Previous studies have consisted of single-center, retrospective data and compared vNCT to NCT using a variety of methods [13, 14, 2628]. We studied what we believe to be the most important measures of vNCT for adrenal adenomas: diagnostic accuracy and head-to-head comparison of HU density measurements. By combining the data from these studies to create a larger patient population and focusing on these important metrics, we were able to provide better insight into whether vNCT on incidentally discovered adrenal masses has the potential to reduce the number of follow-up chemical shift MRI or NCT studies performed to further characterize nodules detected incidentally at CECT. We have demonstrated that differences measured in HU for vNCT compared to NCT exist and may be attributed to timing of the contrast enhancement series from which the vNCT was derived.

Our study had several limitations. Studies utilizing rapid-switching or detector-based dual-energy CT scanners were unable to be included due to the absence of any studies evaluating adrenal lesions and using HU values measured on vNCT. In the case of rapid-switching dual-energy CT, measurement of HU on vNCT has only recently been described using multimaterial decomposition and has only been studied in normal anatomic structures [13, 14, 30]. Only five studies, all of which were retrospective and utilized dual-source dual-energy CT scanners, met the inclusion criteria. Heterogeneity between the studies’ intravenous contrast timing and adenoma prevalence (specifically the percentage of adenomas measuring < 10 HU on NCT) could affect the measured sensitivity. For the 3 studies which provided NCT values, only 57% of their adrenal adenomas measured < 10 HU on NCT [13, 14, 26]. This is less than the widely quoted value of 70% of adrenal adenomas being ‘lipid-rich’ or measuring < 10 HU on NCT [5] and leads to a lower sensitivity for vNCT on those same studies due to lipid-rich adrenal adenoma prevalence. This could be due to a selection bias in these studies (i.e. indeterminate lesions were more likely to be investigated). The QUADAS-2 assessment identified potential or unclear risks of bias in the index test and reference standard which could affect the calculated specificity, sensitivity and measured HU density. Lastly, with the exception of Botsikas et al., we were reliant on published values and unable to access the raw data for the included studies which could have led to more data for pooling of specificity of vNCT, NCT and head-to-head comparison of measured HU of adrenal masses for vNCT and NCT.
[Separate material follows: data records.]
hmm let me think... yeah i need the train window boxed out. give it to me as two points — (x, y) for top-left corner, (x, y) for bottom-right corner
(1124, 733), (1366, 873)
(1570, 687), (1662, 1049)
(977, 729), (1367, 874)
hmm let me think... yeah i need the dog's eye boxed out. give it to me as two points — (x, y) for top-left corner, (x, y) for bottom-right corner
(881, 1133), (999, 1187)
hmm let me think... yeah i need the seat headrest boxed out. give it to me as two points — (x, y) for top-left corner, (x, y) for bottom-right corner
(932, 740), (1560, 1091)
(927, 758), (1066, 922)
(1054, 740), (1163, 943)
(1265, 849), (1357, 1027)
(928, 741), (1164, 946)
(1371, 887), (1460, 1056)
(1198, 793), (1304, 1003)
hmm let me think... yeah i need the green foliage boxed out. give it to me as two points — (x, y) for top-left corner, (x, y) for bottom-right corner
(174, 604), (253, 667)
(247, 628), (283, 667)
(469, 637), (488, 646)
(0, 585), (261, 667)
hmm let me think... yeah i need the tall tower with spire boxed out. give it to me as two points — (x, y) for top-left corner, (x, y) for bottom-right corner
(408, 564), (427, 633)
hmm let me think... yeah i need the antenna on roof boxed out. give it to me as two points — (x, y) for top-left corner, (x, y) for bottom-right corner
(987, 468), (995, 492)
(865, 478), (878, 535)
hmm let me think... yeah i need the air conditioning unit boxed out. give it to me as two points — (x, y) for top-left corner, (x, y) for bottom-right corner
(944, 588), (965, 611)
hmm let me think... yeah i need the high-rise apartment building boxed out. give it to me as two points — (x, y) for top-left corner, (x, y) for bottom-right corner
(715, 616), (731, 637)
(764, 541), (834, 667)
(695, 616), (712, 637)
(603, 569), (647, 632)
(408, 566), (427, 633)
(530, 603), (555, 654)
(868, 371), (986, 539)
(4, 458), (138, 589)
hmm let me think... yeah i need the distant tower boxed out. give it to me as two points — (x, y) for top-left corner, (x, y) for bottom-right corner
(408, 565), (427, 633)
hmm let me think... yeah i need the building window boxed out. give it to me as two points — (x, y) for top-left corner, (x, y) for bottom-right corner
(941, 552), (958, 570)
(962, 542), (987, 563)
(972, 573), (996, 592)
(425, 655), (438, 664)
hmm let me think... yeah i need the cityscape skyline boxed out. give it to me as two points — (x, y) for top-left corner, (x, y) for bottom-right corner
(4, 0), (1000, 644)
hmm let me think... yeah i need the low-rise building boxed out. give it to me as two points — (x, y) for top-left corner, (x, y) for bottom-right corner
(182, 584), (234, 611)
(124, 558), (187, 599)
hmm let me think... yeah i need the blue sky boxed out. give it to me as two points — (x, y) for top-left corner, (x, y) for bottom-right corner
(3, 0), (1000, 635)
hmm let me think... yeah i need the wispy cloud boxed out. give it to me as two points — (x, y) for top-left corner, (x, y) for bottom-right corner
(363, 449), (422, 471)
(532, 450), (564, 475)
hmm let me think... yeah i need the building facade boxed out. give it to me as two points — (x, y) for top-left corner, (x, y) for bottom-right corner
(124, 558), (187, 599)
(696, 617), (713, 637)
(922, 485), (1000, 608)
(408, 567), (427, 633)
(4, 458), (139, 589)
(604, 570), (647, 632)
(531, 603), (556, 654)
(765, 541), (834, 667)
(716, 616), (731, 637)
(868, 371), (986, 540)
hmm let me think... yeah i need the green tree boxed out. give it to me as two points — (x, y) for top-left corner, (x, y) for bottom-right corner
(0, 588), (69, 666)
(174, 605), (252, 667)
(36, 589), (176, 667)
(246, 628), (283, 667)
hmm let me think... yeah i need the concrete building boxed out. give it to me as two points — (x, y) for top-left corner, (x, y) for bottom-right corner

Our study demonstrates that virtual NCT has comparable sensitivity to true NCT when using attenuation thresholds for the diagnosis of adrenal adenoma. We were not able to pool specificity results across studies as there were no reported false positive diagnoses of adenoma using vNCT (or NCT) in the evaluated studies. Because we identified only a small number of studies with concerns about high risk of some forms of bias, we suggest that additional prospective, multicenter trials with an acceptable reference standard to validate the diagnostic accuracy of vNCT for diagnosis of adrenal adenoma are required. The heterogeneity with regard to the sensitivity of vNCT observed in our study may relate to the timing of the post-contrast acquisition from which the vNCT data set was derived. Studies performed at 60 seconds resulted in higher vNCT attenuation values compared to their true NCT attenuation values. This important observation will require further analysis but may suggest a limitation of vNCT for diagnosis of adrenal adenoma using data derived from early post-contrast enhanced acquisitions.